The states control whether transmission lines get built but states with a lot of wind energy don’t have an incentive to build transmission lines to move the power out. In effect, states with a lot of wind energy are preventing exports which lowers their own internal price of electricity but raises everyone else’s price and reduces the use of wind power.
A new article in Technology Review makes the point.
One effect of these regulatory moves was that companies had less incentive to invest in the grid than in new power plants, and no one had a clear responsibility for expanding the transmission infrastructure. At the same time, the more open market meant that producers began trying to sell power to regions farther away, placing new burdens on existing connections between networks. The result has been a national transmission shortage….

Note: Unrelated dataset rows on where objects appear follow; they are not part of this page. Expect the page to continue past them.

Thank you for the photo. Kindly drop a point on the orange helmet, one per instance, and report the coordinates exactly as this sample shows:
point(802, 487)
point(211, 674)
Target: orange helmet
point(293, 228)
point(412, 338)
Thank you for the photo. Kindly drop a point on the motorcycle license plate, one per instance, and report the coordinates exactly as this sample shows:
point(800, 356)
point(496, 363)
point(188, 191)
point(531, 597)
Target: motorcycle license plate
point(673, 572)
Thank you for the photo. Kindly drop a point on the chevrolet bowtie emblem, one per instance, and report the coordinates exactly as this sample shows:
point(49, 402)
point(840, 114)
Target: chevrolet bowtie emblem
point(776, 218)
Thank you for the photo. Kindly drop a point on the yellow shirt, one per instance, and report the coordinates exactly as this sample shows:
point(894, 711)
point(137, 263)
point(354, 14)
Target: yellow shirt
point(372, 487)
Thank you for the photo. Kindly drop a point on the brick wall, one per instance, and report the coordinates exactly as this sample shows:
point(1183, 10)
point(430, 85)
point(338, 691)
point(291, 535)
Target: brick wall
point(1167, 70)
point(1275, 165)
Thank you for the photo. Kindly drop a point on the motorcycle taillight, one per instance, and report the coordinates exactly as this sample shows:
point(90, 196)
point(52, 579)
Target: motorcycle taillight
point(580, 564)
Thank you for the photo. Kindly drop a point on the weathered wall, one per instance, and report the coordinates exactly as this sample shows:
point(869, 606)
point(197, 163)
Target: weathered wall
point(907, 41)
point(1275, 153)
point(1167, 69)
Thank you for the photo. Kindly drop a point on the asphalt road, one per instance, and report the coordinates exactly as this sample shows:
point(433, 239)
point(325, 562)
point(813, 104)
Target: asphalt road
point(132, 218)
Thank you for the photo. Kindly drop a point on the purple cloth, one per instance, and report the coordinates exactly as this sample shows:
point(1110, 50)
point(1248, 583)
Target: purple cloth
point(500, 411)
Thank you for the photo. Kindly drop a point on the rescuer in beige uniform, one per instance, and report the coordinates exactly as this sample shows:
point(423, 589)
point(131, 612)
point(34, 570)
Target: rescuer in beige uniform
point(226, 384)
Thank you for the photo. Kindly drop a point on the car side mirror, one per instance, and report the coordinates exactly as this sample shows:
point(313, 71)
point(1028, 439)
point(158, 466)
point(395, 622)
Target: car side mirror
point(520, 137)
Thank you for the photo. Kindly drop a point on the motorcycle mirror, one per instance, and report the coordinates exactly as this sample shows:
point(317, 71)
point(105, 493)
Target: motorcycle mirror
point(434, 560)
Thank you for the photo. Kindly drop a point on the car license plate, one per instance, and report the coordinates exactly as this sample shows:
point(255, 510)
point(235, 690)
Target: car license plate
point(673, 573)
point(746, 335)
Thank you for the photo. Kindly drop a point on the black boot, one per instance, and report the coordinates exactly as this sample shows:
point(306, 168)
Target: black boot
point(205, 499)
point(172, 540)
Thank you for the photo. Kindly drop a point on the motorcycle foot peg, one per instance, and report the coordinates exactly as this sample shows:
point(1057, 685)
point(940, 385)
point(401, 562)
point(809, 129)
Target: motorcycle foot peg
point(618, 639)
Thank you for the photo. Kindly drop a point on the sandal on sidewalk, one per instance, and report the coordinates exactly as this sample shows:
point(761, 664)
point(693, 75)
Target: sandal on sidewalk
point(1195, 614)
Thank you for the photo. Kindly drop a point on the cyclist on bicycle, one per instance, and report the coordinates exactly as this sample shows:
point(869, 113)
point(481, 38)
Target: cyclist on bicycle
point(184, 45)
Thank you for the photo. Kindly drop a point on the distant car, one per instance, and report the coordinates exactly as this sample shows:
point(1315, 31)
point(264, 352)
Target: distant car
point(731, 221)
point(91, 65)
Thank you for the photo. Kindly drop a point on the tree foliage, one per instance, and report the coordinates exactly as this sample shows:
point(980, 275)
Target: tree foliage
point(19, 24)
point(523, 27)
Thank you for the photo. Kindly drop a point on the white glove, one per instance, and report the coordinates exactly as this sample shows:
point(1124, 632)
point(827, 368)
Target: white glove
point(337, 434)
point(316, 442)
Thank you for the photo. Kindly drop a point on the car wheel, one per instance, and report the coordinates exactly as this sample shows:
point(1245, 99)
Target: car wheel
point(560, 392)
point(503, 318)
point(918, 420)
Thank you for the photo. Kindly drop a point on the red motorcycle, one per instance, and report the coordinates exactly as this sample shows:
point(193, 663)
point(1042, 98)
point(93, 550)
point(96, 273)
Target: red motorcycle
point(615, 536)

[Many states have a lot of wind potential]…But the existing transmission system doesn’t have the capacity to get that much electricity to the parts of the country that need it. In many of the states in the [wind] region, there’s no particular urgency to move things along, since each has all the power it needs. So most of the applications for grid connections are simply waiting in line, some stymied by the lack of infrastructure and others by bureaucratic and regulatory delays.
Hat tip to Andrew Samwick who writes:
The federal government is the entity that can resolve that failure, by taking the lead and making those expansions itself. It can recoup its costs by levying a fee on subsequent power consumed through the grid. I hope the fact that we need this investment isn’t a reason for it to be excluded from plans for fiscal stimulus.